The government of both occupied territories lacks development funds to start big development projects and the people of PoJK seem to have lost hope that under the occupation of Pakistan their lives will ever become better.
The conditions of health infrastructure are no different. Recently it was reported that the hospitals in PoJK have run out of anti-snakebite vaccines. Lack of specialist doctors in PoJK and gynaecologists in PoGB have left the population with no choice but to travel for hours and days to hospitals in Pakistan.
However, the Pakistan Army stationed in PoJK and PoGB have built for themselves Combined Military Hospitals (CMH) where the military personnel and their families get the best health care.
Lack of school staff is another area of concern in PoJK-GB. Children have no special needs educational care available to them. The school buildings that had collapsed during the 2005 October earthquake remain in ruins and in most of the cases children are forced by circumstances to attend school in the open.
The elderly have no guarantee that they will receive their pensions on time. For months pensioners have been taking out protest rallies against non-payment of pensions.
This month Pakistan announced an increase of 17 per cent in pensions, which was rejected by the Pensioners Association of PoJK. They are demanding a 100 per cent increase in their pensions that they seldom receive.
Unemployment is rampant and most of the young men are forced to migrate to a foreign country to work in lowly paid unskilled jobs.

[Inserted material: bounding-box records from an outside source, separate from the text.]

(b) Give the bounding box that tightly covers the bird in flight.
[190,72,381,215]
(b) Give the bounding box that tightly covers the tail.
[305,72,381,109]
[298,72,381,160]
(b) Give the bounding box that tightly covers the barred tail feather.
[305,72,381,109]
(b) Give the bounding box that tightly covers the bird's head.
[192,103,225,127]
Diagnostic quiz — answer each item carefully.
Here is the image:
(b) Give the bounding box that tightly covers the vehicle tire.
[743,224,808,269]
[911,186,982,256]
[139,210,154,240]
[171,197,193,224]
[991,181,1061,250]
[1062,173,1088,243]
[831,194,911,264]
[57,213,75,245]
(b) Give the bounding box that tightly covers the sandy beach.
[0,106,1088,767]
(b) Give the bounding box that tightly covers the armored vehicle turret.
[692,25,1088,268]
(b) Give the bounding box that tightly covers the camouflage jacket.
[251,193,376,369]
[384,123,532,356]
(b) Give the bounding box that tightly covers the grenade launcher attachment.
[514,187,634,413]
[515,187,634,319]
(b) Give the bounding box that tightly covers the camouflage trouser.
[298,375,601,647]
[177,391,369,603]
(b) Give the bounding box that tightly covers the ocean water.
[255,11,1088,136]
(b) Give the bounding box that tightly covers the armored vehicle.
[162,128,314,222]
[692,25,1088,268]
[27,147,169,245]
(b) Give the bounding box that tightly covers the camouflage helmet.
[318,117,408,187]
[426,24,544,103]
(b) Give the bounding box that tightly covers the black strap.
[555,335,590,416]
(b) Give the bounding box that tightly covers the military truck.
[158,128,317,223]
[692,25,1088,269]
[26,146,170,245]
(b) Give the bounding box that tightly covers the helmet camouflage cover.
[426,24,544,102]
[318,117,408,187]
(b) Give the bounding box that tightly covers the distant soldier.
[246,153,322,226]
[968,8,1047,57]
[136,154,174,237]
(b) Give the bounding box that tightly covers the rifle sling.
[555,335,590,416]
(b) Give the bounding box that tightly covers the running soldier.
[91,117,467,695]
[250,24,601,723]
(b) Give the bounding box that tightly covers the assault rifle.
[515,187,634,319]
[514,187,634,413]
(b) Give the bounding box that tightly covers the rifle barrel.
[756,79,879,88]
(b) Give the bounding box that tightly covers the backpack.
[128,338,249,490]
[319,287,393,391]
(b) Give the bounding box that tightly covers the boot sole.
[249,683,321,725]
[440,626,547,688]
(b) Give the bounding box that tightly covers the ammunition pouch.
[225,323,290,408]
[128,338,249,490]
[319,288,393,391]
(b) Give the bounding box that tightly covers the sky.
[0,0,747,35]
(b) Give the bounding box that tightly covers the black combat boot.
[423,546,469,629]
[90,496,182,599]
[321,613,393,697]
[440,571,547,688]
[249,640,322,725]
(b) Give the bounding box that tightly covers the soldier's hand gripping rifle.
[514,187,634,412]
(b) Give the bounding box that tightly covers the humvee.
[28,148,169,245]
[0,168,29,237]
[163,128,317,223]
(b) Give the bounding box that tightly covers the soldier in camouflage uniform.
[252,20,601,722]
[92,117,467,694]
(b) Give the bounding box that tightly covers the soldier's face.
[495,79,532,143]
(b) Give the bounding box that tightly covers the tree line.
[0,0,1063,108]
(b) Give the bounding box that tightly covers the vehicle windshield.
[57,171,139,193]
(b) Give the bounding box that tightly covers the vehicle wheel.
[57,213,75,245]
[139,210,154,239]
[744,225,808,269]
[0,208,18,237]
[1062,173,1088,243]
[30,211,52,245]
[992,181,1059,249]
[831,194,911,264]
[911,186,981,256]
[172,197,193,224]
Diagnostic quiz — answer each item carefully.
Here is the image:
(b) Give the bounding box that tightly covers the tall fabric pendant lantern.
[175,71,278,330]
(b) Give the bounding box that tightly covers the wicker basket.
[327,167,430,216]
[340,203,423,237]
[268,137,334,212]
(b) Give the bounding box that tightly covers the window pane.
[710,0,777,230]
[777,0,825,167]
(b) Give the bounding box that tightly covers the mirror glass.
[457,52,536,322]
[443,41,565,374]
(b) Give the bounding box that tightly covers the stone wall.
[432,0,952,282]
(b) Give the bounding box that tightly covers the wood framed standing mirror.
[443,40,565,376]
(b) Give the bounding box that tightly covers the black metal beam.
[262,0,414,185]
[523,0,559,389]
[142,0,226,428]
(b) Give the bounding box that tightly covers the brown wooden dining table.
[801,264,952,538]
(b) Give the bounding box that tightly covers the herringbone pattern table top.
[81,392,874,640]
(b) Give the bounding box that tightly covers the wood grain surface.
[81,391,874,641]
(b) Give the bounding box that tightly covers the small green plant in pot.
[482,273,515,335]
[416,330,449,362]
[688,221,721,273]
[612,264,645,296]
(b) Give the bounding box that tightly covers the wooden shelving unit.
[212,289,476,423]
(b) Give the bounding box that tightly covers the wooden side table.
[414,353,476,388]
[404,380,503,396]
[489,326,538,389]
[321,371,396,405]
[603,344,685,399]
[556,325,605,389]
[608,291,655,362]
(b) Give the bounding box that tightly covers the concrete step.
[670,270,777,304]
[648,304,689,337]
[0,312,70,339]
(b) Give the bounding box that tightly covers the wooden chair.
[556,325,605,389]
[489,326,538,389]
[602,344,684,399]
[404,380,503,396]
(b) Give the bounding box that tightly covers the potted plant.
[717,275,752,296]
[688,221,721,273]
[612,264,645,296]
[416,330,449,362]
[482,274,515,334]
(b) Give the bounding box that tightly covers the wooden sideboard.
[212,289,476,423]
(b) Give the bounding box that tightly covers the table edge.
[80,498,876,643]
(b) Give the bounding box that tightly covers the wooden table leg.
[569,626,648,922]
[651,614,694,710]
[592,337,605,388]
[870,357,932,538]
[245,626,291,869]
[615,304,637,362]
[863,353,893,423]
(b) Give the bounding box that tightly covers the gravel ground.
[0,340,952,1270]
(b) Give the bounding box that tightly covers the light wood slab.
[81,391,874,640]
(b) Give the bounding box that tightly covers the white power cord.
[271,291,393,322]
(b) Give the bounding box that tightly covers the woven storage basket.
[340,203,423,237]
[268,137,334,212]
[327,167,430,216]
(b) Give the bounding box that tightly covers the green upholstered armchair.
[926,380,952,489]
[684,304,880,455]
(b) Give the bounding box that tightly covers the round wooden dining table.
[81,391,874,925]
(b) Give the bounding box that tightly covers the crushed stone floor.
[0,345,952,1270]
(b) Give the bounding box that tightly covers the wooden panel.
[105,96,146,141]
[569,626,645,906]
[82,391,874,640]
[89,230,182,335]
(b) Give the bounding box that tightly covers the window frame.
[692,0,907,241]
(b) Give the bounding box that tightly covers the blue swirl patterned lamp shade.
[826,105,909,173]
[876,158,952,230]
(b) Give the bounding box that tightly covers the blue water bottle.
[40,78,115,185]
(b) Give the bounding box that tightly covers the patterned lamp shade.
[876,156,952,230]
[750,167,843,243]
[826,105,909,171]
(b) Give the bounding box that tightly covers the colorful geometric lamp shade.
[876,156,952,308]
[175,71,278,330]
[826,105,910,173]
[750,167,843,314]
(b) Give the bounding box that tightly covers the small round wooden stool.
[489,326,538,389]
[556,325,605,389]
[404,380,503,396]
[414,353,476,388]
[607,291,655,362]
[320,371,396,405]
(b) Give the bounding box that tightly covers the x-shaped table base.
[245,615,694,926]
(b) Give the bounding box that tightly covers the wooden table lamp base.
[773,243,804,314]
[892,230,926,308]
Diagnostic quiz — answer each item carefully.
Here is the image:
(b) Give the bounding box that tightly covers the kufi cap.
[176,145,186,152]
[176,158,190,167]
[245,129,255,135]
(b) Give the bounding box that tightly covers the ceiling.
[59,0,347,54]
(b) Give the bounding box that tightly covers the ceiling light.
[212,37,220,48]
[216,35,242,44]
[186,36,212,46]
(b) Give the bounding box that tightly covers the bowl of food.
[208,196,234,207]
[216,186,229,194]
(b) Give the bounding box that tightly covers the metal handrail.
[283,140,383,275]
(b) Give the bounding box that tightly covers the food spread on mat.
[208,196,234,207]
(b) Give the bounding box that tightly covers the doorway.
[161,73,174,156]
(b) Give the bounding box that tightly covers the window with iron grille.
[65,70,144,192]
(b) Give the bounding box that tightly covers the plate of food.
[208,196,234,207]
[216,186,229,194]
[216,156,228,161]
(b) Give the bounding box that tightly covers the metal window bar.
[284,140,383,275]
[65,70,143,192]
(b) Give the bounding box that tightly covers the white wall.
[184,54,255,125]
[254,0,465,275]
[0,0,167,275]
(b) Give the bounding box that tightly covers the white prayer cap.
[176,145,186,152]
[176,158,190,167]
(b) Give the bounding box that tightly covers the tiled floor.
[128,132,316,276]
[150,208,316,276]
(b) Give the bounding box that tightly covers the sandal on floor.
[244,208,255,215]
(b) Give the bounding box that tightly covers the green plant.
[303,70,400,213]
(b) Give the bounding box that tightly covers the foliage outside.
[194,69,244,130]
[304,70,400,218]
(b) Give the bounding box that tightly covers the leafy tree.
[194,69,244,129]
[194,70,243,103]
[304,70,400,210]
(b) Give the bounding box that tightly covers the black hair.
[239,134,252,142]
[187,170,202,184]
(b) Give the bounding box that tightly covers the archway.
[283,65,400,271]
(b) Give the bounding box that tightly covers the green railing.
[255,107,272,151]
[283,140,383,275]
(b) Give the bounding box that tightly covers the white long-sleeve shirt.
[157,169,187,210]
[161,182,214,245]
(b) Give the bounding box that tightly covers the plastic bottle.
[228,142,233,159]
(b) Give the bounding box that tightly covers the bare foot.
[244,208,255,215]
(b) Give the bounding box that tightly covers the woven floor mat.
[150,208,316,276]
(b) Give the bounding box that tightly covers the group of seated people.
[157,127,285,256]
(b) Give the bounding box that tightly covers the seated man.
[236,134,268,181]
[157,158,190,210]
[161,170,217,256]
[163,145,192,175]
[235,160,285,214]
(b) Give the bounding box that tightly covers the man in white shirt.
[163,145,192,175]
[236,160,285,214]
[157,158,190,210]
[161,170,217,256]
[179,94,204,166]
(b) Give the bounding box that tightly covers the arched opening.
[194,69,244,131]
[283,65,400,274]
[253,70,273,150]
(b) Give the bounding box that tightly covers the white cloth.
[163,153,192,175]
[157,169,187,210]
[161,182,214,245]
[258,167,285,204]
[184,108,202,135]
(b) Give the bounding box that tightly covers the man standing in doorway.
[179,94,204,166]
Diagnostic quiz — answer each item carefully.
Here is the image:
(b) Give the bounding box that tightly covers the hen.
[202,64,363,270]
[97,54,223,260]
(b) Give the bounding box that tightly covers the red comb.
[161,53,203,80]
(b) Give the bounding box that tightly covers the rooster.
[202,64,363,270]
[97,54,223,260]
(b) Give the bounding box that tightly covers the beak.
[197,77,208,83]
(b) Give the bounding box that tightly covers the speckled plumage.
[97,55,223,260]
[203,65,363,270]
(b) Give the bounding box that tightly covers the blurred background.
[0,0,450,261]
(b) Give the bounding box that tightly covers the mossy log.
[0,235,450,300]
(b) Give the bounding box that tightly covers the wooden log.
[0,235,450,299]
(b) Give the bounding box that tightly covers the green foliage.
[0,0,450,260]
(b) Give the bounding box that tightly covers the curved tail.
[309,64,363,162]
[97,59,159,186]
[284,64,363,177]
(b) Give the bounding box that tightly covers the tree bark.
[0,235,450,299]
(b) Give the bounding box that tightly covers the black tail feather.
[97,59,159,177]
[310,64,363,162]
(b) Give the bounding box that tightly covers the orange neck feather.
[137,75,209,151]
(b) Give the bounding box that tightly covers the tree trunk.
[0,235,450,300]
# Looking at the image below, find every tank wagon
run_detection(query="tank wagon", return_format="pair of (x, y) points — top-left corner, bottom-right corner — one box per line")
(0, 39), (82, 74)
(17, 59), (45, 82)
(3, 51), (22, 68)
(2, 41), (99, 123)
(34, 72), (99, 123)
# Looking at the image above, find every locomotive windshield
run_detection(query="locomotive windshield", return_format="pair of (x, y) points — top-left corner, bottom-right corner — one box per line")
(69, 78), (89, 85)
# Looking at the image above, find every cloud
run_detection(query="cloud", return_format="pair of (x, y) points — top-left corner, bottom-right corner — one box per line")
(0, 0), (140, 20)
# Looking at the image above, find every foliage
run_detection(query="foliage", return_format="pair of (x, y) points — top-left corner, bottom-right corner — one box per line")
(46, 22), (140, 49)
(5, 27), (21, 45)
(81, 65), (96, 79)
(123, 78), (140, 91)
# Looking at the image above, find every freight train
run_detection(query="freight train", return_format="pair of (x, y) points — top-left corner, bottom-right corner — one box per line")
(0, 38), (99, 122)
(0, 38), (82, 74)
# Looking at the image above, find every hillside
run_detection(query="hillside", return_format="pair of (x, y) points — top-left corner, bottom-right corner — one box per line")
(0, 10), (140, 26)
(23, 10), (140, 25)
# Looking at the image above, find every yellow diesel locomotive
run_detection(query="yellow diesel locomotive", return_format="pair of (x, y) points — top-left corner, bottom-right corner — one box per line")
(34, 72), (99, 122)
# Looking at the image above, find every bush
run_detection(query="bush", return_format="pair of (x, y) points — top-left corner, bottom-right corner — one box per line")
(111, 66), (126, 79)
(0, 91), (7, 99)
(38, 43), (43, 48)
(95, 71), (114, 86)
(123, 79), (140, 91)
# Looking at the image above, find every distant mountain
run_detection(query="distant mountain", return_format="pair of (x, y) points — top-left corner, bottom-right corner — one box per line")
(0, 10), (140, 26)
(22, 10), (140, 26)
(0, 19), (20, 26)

On June 13 Indian Home minister Amit Shah announced an Rs 8,000 crore disaster management fund. This will be used to upgrade fire brigade services in all states in India, flood prevention and safety measures in seven big cities and landslide prevention schemes in 17 states across the country.
On the contrary, in Pakistan the National Disaster Management Authority (NDMA) is a lame organisation with a military general sitting at the top as its chairman.
In December 2020, the then chairman of the NDMA, Lt. General Muhammad Afzal, was arrested and accused of stealing $300 million from the NDMA funds.
In short, PoJK-GB is a colony of Pakistan, a country that in turn is a colony of the Pakistan military establishment. Therefore, to expect that even a single penny for infrastructure development would come our way is foolish.
In general the situation of PoJK-GB is dire and requires out of the box thinking. The need for a parallel administrative body to lead the oppressed people of PoJK- GB has never been so pressing as it is today.
The suffering of the people of PoJK-GB at the hands of their colonial oppressor, Pakistan, must come to an end. This can only happen with the universal resolve of the population of PoJK-GB to free themselves of the illegal occupation of Pakistan since October 22, 1947.
(Dr Amjad Ayub Mirza is an author and a human rights activist from Mirpur in PoJK. He currently lives in exile in the UK.)